In einem Artikel für die „Zeit“ hat sich EZB-Chef Mario Draghi ausführlich zu den geplanten Maßnahmen der EZB geäußert. Die Europäische Zentralbank wird ja, auch gegen den Widerstand von Bundesbank-Präsident Jens Weidmann, demnächst mit der großen Geldschwemme beginnen und, wie von den südeuropäischen Staaten gefordert, Staatsanleihen im großen Stil aufkaufen. Draghi betont zwar, dass die EZB die Inflation weiter niedrig halten wolle. Aber: „Es ist jedoch wichtig zu verstehen, dass die Treue zu unserem Mandat es gelegentlich verlangt, über die üblichen geldpolitischen Maßnahmen hinauszugehen. Wenn an Kapitalmärkten Angst und Irrationalität vorherrscht, wenn sich der gemeinsame Finanzmarkt wieder entlang der Ländergrenzen aufspaltet, dann erreicht das geldpolitische Signal der EZB nicht alle Bürger der Euro- Zone gleichermaßen. Diesen Störungen müssen wir begegnen. Nur so können wir eine gemeinsame Geldpolitik, und schlussendlich auch Preisstabilität für alle in der Euro-Zone gewährleisten. Dies kann hin und wieder außergewöhnliche Maßnahmen erfordern. Diese, wenn nötig, zu ergreifen ist unsere Verantwortung als Zentralbank für die Euro-Zone als Ganzes.“
Draghis Beitrag (ganzer Text - hier) ist ein klassischer „sowohl-als auch“ Text, in dem der ehemalige Goldman Sachs Banker zeigt, dass er es bei der Anhäufung von Allgemeinplätzen durchaus mit den europäischen Berufspolitikern aufnehmen kann. Allerdings verstrickt sich Draghi dabei auch in erheblich Widersprüche: Draghi fordert eine enge wirtschaftliche Union, aber keine Vereinigten Staaten von Europa.

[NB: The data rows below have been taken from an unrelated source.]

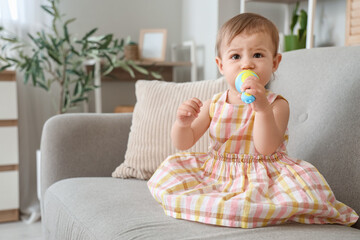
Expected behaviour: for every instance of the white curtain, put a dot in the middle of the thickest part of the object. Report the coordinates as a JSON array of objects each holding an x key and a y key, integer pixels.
[{"x": 22, "y": 17}]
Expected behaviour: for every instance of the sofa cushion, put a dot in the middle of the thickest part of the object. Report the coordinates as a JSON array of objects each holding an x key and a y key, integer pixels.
[
  {"x": 108, "y": 208},
  {"x": 322, "y": 87},
  {"x": 155, "y": 110}
]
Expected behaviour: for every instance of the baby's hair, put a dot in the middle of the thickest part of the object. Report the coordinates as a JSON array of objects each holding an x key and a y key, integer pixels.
[{"x": 248, "y": 23}]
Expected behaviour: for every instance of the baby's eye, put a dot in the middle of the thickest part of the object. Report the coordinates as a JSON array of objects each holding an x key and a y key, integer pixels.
[
  {"x": 258, "y": 55},
  {"x": 235, "y": 56}
]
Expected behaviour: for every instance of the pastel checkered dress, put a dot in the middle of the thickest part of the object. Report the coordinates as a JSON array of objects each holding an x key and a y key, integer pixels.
[{"x": 233, "y": 185}]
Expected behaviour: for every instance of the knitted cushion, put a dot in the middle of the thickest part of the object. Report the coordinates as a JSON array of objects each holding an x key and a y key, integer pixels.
[{"x": 155, "y": 111}]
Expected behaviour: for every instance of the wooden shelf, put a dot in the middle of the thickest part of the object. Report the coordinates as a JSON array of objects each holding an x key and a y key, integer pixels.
[
  {"x": 310, "y": 12},
  {"x": 164, "y": 68},
  {"x": 352, "y": 36},
  {"x": 9, "y": 152}
]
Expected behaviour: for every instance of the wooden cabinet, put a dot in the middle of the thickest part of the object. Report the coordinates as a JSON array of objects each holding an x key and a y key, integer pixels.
[{"x": 9, "y": 145}]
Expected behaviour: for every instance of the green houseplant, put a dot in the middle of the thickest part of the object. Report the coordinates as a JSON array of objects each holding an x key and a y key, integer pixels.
[
  {"x": 296, "y": 41},
  {"x": 55, "y": 56}
]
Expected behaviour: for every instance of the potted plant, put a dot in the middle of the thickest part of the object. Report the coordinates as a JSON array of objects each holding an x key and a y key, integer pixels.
[
  {"x": 298, "y": 41},
  {"x": 56, "y": 57}
]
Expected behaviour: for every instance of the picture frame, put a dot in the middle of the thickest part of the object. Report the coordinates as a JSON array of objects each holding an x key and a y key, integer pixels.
[{"x": 152, "y": 44}]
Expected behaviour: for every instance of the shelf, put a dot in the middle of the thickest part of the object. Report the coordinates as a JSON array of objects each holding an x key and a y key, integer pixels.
[{"x": 310, "y": 12}]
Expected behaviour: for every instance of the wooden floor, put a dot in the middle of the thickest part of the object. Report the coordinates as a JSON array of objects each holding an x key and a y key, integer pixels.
[{"x": 20, "y": 231}]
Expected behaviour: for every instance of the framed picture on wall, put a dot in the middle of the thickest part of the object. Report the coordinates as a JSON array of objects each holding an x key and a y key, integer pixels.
[{"x": 152, "y": 44}]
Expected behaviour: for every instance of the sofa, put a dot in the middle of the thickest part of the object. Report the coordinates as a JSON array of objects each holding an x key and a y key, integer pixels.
[{"x": 91, "y": 190}]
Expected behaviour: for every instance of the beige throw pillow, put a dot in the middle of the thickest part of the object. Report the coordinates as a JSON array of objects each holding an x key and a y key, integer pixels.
[{"x": 155, "y": 111}]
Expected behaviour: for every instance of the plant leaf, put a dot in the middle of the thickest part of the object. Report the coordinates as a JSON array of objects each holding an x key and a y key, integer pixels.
[
  {"x": 48, "y": 10},
  {"x": 87, "y": 35}
]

Er will nicht die Wirtschaftspolitik in Brüssel zentralisieren, aber eine zentrale Steuerung der Wirtschaftspolitik in Brüssel. Er findet den Nationalstaat gar nicht verkehrt, will jedoch, dass es kein nationales Haushaltsrecht mehr geben soll.
Der Hauptzweck ist des Beitrags ist jedoch, dass Draghi sich, an Bundesbank-Präsident Jens Weidmann vorbei, gewissermaßen direkt an das deutsche Volk wendet - ein sehr ungewöhnlicher Vorgang, den man mit einigem Recht als Affront bezeichnen kann. Draghi wählt für sein programmatisches Statement das altehrwürdige Medium „Zeit“, weil er hier hofft, besonders autoritativ rüberzukommen und die ältere Generation in Deutschland zu erreichen, um deren
Sparbücher natürlich geht.
Draghi weiß nämlich genau, dass es in Deutschland eine große Abneigung gegen das weitere unbegrenzte Gelddrucken und gegen die europäische Schuldenunion gibt - und dass Bundesbank-Chef Weidmann hier keine unbedeutende Einzelmeinung vertritt, sondern ausspricht, was sich viele Deutsche denken. Draghi ist sich darüber im Klaren, dass es im Falle einer Inflation vor allem um die Ersparnisse der Deutschen gehen wird. Diese sind das letzte große Reservoir einer globalen Schuldenpolitik, das angezapft werden kann, um das System noch eine Weile am Leben zu erhalten („to kick the can down the road“). Draghi weiß auch, dass der zweite Vertreter in der EZB, Jörg Asmussen, seinem Kurs der Inflationierung der Schulden bereits zugestimmt hat.
Dass der EZB-Chef jedoch den Deutschen die Politik der Zentralbank direkt erklären muss, weil der wichtigste deutsche Vertreter in den entscheidenden Punkten komplett anderer Meinung ist, zeigt, dass verfahren die Lage bei der EZB ist. Sie ist offenkundig so tief gespalten, dass sie Entscheidungen nicht mehr nach sorgfältiger Beratung, sondern nur noch im Parforce-Ritt treffen kann.